E poi la piano con la pietra tonda,
15o con legno; o pur suvvi spargo l’acqua
e suvvi metto le mie bestie, e bene
co’ piedi lor la faccio rassodare;
e poi si secca al sole„ il veglio dice.
E sta su la sua soglia rinnovata
20di quella pietra ch’è detta serena
(nasce del Monte Céceri in gran copia)
schietta pietra, pendente nell’azzurro
alquanto, di color d’acqua piovana
ove cotta la foglia sia del glastro.

25E dietro la sua faccia, che la grande
etade arò con invisibil vomere
sì che raggia di curvi e retti solchi
qual iugero già pronto alla sementa,
sale su per lo stipite di pietra
30il bianco gelsomin grato alle pecchie,
eguale di candore al crin canuto.
“Di questo mese nel solstizio, quando
il Sol non puote più salire, semino
le brasche; le qua’ poi di mezzo agosto
35trapiantar mi bisogna in luogo irriguo.
E la bietola e l’appio e il coriandro
e la lattuga semino, ed innacquo.
Colgo la veccia, e sego per pastura
il fien greco.
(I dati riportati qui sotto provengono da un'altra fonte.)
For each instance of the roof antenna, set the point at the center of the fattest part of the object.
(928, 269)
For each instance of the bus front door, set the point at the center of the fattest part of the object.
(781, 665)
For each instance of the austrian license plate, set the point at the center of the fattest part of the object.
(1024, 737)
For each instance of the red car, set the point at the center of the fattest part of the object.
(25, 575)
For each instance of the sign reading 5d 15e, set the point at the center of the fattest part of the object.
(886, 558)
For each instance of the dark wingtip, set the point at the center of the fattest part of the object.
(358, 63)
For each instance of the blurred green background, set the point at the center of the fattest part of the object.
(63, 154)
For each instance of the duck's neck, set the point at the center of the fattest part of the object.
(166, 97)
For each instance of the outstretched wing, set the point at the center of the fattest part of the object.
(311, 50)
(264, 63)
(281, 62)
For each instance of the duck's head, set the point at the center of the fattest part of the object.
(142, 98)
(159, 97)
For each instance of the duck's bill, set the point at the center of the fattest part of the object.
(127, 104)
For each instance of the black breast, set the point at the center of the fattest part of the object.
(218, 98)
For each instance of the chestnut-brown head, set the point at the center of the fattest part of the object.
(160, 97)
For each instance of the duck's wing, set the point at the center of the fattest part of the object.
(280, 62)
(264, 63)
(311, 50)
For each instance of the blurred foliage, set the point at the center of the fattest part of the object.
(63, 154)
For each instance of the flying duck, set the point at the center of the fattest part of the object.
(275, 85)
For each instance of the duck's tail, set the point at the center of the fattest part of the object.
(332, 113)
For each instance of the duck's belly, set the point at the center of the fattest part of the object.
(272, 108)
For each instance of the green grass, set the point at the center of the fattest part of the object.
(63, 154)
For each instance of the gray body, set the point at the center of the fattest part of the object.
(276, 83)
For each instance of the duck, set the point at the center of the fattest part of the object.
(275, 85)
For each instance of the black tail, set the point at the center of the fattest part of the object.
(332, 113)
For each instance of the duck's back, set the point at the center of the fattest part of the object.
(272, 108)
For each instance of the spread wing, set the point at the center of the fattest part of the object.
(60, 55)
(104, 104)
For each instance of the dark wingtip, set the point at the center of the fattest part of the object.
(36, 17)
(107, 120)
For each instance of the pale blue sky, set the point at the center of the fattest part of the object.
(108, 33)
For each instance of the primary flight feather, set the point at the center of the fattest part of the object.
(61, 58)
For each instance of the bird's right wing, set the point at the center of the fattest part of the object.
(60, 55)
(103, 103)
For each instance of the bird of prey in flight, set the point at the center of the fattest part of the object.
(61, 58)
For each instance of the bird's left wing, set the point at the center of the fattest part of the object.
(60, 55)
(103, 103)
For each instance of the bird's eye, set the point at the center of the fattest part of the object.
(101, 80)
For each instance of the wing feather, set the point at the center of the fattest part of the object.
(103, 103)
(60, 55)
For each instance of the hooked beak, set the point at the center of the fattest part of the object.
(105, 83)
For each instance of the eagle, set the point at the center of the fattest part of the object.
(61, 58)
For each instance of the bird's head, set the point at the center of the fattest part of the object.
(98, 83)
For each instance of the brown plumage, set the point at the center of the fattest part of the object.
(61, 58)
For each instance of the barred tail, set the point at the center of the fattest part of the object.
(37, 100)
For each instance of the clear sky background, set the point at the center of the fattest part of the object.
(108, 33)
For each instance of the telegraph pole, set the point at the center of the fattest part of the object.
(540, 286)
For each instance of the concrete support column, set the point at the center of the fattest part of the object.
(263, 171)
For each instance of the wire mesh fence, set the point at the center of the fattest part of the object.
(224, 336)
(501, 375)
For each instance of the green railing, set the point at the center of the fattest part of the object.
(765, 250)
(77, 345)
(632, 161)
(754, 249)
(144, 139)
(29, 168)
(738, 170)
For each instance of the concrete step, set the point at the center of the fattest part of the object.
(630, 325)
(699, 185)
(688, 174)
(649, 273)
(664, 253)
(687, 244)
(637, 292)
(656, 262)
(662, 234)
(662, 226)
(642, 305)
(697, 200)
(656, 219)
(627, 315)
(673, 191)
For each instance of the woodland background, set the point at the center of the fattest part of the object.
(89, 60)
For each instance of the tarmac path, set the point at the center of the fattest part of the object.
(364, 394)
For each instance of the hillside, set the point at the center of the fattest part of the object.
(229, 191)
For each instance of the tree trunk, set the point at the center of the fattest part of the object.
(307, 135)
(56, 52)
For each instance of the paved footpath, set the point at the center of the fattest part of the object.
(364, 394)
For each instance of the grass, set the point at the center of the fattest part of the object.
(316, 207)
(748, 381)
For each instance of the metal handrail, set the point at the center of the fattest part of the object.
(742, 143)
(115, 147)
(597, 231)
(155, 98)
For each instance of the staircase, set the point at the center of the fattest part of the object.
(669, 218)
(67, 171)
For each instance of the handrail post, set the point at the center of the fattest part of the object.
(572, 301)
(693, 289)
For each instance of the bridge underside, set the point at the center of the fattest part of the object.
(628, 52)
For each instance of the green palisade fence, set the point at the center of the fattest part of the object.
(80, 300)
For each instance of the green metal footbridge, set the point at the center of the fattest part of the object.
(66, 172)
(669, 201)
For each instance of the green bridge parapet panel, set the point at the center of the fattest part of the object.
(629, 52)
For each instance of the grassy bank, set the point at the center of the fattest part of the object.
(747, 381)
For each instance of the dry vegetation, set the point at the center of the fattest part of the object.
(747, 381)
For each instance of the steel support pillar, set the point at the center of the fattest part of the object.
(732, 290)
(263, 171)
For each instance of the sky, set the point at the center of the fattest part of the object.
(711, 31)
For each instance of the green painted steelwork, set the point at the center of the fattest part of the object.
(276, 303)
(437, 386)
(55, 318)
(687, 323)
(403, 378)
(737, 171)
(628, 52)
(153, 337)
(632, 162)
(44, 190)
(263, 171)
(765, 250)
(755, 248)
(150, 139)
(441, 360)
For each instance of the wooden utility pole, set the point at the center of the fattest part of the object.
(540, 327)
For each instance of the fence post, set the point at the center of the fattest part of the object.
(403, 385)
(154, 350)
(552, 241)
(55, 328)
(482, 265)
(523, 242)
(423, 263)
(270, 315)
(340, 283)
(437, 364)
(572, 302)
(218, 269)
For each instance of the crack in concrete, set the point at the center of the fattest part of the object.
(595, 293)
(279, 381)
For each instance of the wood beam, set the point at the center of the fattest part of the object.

La fava anzi la luce
40vello, scemante la luna; la fava,
anzi che compia lo scemar la luna,
batto; e refrigerata la ripongo.
Di questo mese inocchio il pesco, impiastro
il fico, vòto l’arnia, il condottiero
45eleggo nel gomitolo dell’api.
E prossima si fa la mietitura
dell’orzo, la qual compiere mi giova
anzi che mi comincino a cascare
le spighe, imperocché non son vestite
50sue granella di foglie, come il grano.

Da giovine sei moggia il dì potei
segarne!„ sorridendo il veglio dice.
Ancora armata è la genciva, salda
nel suo sorriso e nella sua favella.
55E non pur gli vacillano i ginocchi,
se ben la falce nell’oprare gli abbia
a simiglianza del suo ferro istesso
curve le gambe. E sopra il santo petto
il lin rude, che l’indaco fe’ quasi
60celeste, crea misteriosamente
l’imagine di Pan duce degli astri,
cui nel torace si rispecchia il Cielo.